Giacomo si sedette su una di queste e strinse l'imbracatura al busto, ed io occupai il posto accanto al suo imitando i suoi gesti. Poi egli afferrò una leva cilindrica che sbucava dal bracciolo della sua poltrona e iniziò a muoverla, manovrando la piattaforma verso la stazione elettromagnetica.
"Ragazzi!" esclamò Taddeo, con un po' di imbarazzo. "Sto per cagarmi addosso."
Alle mie spalle qualcuno sbottò in una risata, altri replicarono con un risolino impaurito. Adesso il cuore batteva più forte e veloce, la fronte era imperlata di goccioline, i palmi delle mani erano umidi, e lo stomaco si era chiuso intorno a un vuoto improvviso.
"Tranquillo!" rispose Alessio, con aria spavalda. "Nel mio zaino ho portato anche dei rotoli di carta igienica."
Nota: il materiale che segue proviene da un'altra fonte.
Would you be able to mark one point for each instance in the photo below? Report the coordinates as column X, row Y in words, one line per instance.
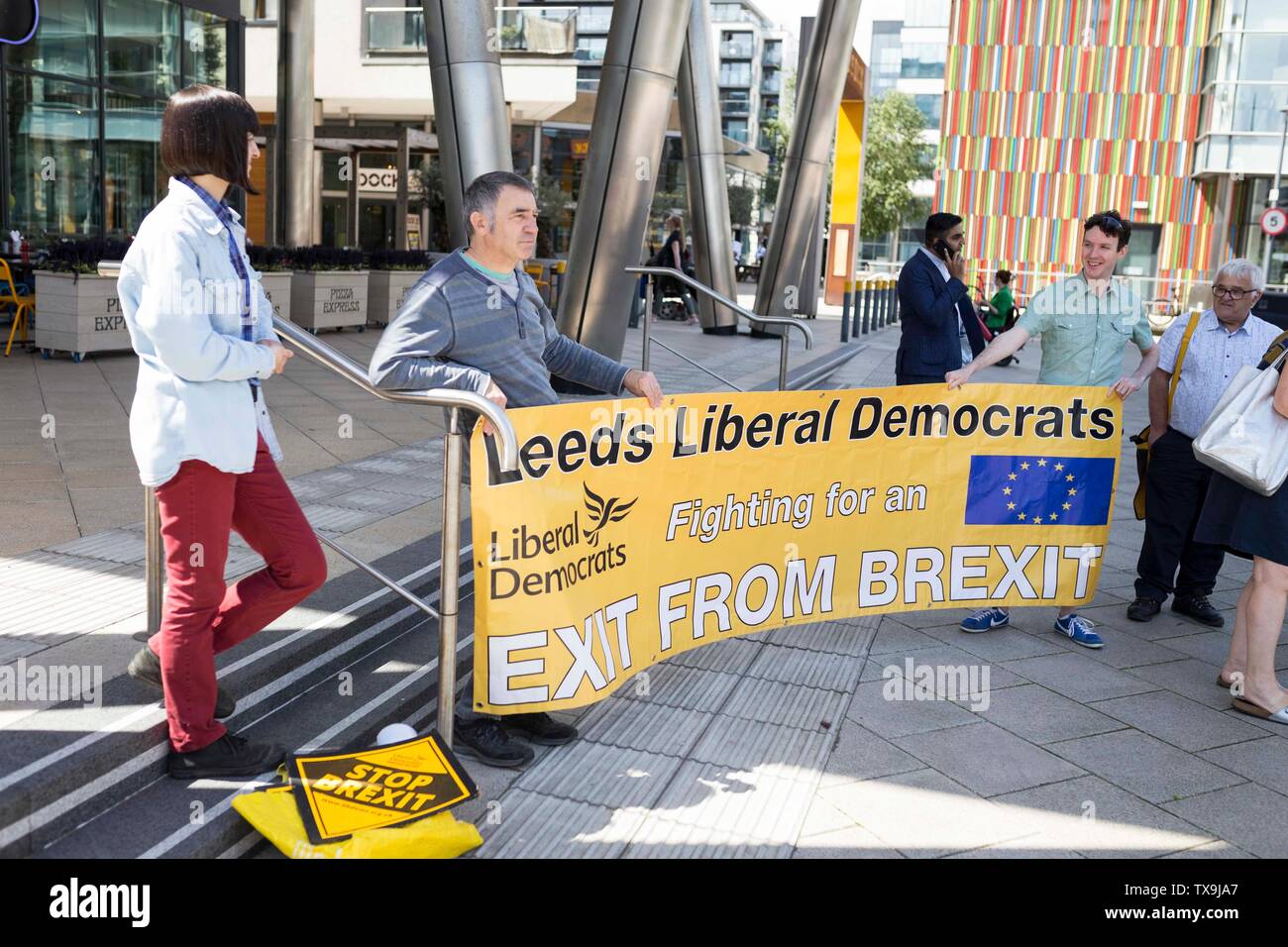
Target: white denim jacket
column 181, row 303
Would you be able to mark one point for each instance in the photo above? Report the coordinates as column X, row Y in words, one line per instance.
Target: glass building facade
column 80, row 111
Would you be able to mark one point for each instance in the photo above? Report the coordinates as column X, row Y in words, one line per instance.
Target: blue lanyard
column 220, row 210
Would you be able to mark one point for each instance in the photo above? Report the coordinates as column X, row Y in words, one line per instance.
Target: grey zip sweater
column 458, row 329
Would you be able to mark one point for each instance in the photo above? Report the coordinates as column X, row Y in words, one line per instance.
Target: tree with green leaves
column 896, row 158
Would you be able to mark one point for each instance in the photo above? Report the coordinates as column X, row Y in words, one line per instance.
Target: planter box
column 386, row 289
column 329, row 299
column 277, row 287
column 78, row 313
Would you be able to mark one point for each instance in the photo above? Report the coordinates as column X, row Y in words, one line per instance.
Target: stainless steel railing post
column 647, row 318
column 154, row 560
column 454, row 444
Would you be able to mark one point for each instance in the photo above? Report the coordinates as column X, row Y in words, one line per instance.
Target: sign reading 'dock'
column 631, row 535
column 381, row 788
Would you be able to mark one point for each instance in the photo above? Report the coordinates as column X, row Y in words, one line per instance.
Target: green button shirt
column 1085, row 334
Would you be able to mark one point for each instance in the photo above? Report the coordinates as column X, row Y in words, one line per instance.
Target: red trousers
column 202, row 617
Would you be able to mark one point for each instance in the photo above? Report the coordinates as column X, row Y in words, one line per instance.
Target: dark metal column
column 636, row 80
column 469, row 105
column 805, row 166
column 704, row 172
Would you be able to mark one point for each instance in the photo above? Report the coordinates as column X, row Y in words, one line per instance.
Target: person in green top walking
column 1001, row 304
column 1086, row 322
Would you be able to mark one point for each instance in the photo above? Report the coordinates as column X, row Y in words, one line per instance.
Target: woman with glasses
column 200, row 432
column 1253, row 527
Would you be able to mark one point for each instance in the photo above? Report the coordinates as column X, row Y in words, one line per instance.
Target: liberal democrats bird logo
column 603, row 513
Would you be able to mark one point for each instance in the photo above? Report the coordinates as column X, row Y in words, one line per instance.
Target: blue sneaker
column 1080, row 630
column 986, row 620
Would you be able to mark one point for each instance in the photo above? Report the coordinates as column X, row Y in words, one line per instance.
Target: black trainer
column 541, row 728
column 228, row 757
column 1144, row 608
column 146, row 667
column 1199, row 608
column 485, row 740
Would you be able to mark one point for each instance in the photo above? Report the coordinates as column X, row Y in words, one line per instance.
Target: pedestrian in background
column 1222, row 341
column 938, row 318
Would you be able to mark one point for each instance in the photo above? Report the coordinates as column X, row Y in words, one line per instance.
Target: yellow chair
column 24, row 304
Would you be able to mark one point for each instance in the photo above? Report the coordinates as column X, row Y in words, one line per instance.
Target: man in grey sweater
column 477, row 322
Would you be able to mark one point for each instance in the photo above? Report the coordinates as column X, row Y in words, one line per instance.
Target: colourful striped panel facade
column 1057, row 108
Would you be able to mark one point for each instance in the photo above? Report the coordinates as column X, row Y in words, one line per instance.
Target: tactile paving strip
column 836, row 637
column 772, row 701
column 526, row 825
column 730, row 742
column 752, row 804
column 338, row 518
column 818, row 669
column 374, row 501
column 677, row 685
column 649, row 727
column 600, row 775
column 732, row 656
column 112, row 545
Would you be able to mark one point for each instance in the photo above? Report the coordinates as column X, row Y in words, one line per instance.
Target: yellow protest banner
column 631, row 535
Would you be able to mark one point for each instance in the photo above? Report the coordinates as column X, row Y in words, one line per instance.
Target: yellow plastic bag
column 274, row 813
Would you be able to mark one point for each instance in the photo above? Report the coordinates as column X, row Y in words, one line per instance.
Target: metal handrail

La piattaforma procedette per un ventina di metri a bassa velocità, silenziosa e stabile. Chiusi gli occhi e strinsi i braccioli; il terrore mi lacerò lo stomaco. Un attimo dopo spalancai le palpebre, convincendomi che il mio fosse uno sciocco atteggiamento da bambino impaurito.
"Non c'è nulla di cui preoccuparsi" mi ripetevo nella testa. "Presto sarà tutto finito."
Quando Giacomo premette il bottone rosso integrato nel bracciolo della sua poltrona, collocato accanto alla leva cilindrica, una fiamma di energia azzurrastra schizzò in basso da ogni piede di metallo. La pista d'atterraggio divenne una lastra di ghiaccio, le pareti traballarono, le luci del quadro comandi si spensero, e un fischio penetrò nelle orecchie. La piattaforma decollò alla velocità della luce, lanciandosi contro la stazione elettromagnetica. Trattenni il respiro e un attimo dopo era tutto finito.
La navicella temporale sembrava ferma e sorretta dai quattro piedi di metallo. Mi voltai verso Giacomo che si teneva la testa, poi verso gli altri; erano tutti col fiato sospeso. Mi slacciai l'imbracatura e mi avvicinai all'oblò più vicino alla mia postazione, e la testa divenne pesante come se un macigno la stesse schiacciando. Lanciai uno sguardo fuori e una morsa mi attanagliò lo stomaco. Stropicciai gli occhi più volte, incredulo.
"Dio mio!" esclamai. "Non immaginereste mai cosa c'è qui fuori."